As I write this, fires ravage my city. If I do a quick search online, I can see fire lick the hills behind my church, which sits in a neighborhood where my in-laws and two sets of family friends have homes filled with valuables and memories. There are reports of buildings burning to the ground, burning to a pile of black ash. The air is filled with smoke, even in my part of the city twenty miles from the flames, and we can hardly see the mountains because of the haze. Thousands of people have fled their homes with just the essentials. They are camping in hotels and on the friends’ living room floors, waiting for things to return to normal.
I live in Colorado Springs, a sprawling city of 500,000 people. It takes an hour from north to south or east to west to cross by car, and it sits in the valley below Pikes Peak, a bare and striking mountain in the Rockies.
The fires started because Colorado is a desert. The landscape is a combination of dirt plains and forested mountains, but this year we have only received 20 percent of the rain we expected; in other words, we are in a major drought. Naturally, only evergreens would color the landscape with life; an on-looker would see only a subtle palette of browns, yellows, and oranges across the plains and the evergreens covering the mountainsides. But now, you can see brown smoke and bold orange flames on the ridge lines of our mountains. You would imagine that they were once dormant volcanos now awake in violent fury, but really, the fires are stripping them of their beauty.
Last Saturday, friends were told to evacuate their homes voluntarily, if they felt like it, because a fire had begun in a far-off canyon. We had a party with a family of evacuees and cooked frozen pizzas on the grill to keep the insides of our houses cool.
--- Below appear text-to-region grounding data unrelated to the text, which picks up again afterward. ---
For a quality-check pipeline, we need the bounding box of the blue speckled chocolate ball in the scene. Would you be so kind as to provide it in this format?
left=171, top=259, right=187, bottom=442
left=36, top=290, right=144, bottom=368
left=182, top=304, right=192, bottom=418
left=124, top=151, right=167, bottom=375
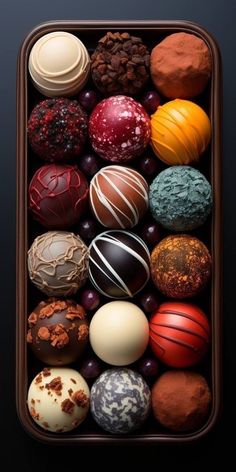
left=149, top=166, right=212, bottom=231
left=90, top=368, right=151, bottom=434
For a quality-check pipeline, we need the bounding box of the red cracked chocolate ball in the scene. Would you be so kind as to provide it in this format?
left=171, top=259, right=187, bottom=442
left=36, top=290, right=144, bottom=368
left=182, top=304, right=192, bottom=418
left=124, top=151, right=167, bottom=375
left=89, top=95, right=151, bottom=163
left=29, top=164, right=89, bottom=229
left=27, top=98, right=88, bottom=162
left=149, top=301, right=210, bottom=368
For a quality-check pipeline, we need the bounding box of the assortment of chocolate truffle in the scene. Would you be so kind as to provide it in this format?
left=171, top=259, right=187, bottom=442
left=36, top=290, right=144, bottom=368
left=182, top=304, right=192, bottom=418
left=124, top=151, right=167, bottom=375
left=26, top=29, right=213, bottom=437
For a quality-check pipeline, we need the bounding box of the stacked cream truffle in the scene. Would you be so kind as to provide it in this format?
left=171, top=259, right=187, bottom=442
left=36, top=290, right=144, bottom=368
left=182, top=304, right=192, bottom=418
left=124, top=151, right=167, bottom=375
left=29, top=31, right=90, bottom=96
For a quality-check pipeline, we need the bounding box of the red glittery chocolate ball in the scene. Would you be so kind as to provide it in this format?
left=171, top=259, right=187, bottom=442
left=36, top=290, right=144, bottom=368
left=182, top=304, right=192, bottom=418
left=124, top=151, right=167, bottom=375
left=89, top=95, right=151, bottom=162
left=149, top=302, right=210, bottom=368
left=28, top=98, right=88, bottom=162
left=29, top=164, right=88, bottom=229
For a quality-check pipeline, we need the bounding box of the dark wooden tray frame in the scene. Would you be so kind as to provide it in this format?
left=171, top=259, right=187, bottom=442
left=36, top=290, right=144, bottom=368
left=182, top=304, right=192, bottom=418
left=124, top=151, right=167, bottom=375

We ate a cream pie for dessert and chatted through the evening.
But then the winds picked up to sixty-five miles per hour and the blazes grew out of control. We stepped outside our door Sunday morning and smelled a barbecue like it was a neighbor’s grill. No one could contain it. The temperature sky-rocketed to 100 degrees with no rain in sight. Church on Sunday was cancelled.
Then we heard that a nearby tourist spot, a ranch, no longer existed. The structure and its insides were gone, consumed. We received a call from my in-laws, worried about their house. Friends texted from far-away places — they’d heard about the fires on CNN. We heard that the “navy seals” of firefighters were called in to serve and that the Pentagon had released an order for the Air Force Academy to send planes to dump water over the blaze.
On Wednesday, my husband found a photo of our church online. We gasped to see the field beside it lit up. Only a parking lot separates it from the fire. Our church spent years raising money to erect this building, now only a couple of years old, and we may never set foot inside again.
My in-laws’ house is also in the path of the fire. Though they now live on the east coast, they lived in the house for over twenty years and have a title on file. My husband may never again see the house he grew up in.
Our friends may never return to their homes to eat a meal or take a mid-afternoon nap, and if they do, the rolling hills where deer used to wander will be blackened and empty. One family just moved into their house and filled it with treasures collected from a life of travels.
They say the fire could have begun by arson, but what’s the use in speculating? Whether someone lit a match out of malice or forgot to stir the embers in their campfire to grey, the fire began. It lives and breathes. One article said the fire “exploded” and compared our plight to a war. We are under attack and the enemy knows no moral bounds.